515 - Use of the American Board of Pediatrics’ Entrustable Professional Activities (EPA) to Assess Readiness of Resident Autonomy in the Continuity Clinic: A Feasibility Study
Monday, May 1, 2023
9:30 AM – 11:30 AM ET
Poster Number: 515 Publication Number: 515.423
Grace Black, University of Rochester, Rochester, NY, United States; Lynn C. Garfunkel, University of Rochester, Pittsford, NY, United States; Constance D. Baldwin, University of Rochester School of Medicine and Dentistry, Mendon, NY, United States; Caren E. Gellin, University of Rochester, Rochester, NY, United States
Associate Professor of Pediatrics University of Rochester Rochester, New York, United States
Background: Primary care education of pediatric residents occurs primarily in weekly continuity clinic (CC).
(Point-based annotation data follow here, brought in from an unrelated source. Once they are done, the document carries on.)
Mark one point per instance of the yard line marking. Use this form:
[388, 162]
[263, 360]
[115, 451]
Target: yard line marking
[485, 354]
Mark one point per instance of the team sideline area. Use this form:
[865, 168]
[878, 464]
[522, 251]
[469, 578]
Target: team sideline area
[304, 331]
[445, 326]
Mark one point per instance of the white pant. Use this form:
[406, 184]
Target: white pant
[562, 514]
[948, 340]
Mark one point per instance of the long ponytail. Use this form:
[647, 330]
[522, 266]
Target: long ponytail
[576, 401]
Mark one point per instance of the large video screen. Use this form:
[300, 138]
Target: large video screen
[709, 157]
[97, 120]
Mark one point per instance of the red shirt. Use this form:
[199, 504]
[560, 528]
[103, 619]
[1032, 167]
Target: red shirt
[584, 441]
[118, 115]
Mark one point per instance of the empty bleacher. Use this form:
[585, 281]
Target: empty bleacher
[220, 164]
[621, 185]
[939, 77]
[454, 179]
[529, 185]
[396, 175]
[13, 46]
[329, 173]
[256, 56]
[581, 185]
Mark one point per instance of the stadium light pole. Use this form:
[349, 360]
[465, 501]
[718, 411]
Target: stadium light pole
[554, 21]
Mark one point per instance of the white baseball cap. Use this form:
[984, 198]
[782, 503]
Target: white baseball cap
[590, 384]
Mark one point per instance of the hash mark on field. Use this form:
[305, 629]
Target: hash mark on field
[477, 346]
Prior to this feasibility study, there was no formal assessment at the CC study site, of a resident’s ability to independently assess and manage patients with common behavioral or mental health problems, with a precepting attending available for patient discussion (As a primary care exemption site, residents are not always directly observed with a patient after the resident has completed 6 months of training). Objective: To assess the use of EPA 9’s supervision scale as a formative tool to increase faculty confidence in assessing residents’ ability to independently assess and manage patients with common behavioral and mental health conditions. Design/Methods: Prior to the start of the 2022-23 academic year, we surveyed CC residents on their comfort in independently assessing and managing patient with 6 behavior and mental health conditions outlined in EPA 9. Similarly, we surveyed attending physicians on their ability to assess residents’ readiness to independently care for patients with the same 6 conditions. An EPA passport survey was created (see attached figure). Following a resident encounter in CC where a patient had one of the identified problems, the precepting attending completed the EPA passport (in discussion with the resident) to assess the resident’s level of entrustability in providing independent care. After 3 months, follow up surveys were given to faculty to assess feasibility and utility of the passport tool and to residents to assess helpfulness in guiding self-reflection. Results: The EPA passport was used following 25 patient encounters by 7 faculty reviewing residents in all years of training. All faculty who completed the follow-up survey felt the passport increased their comfort in assessing residents’ readiness to see patients independently. See the attached table for additional comments from faculty.Though limited in number, all residents (n=6) who completed follow up surveys answered yes to the question “Did the passport encourage self-reflection after your patient encounters.”
Conclusion(s): The EPA Passport is a feasible, practical and self-reflective tool to help determine resident entrustability to independently assess and manage common behavioral and mental health conditions in a busy continuity clinic. We anticipate that routine use of the passport tool will become part of ongoing learning assessment in the CC setting.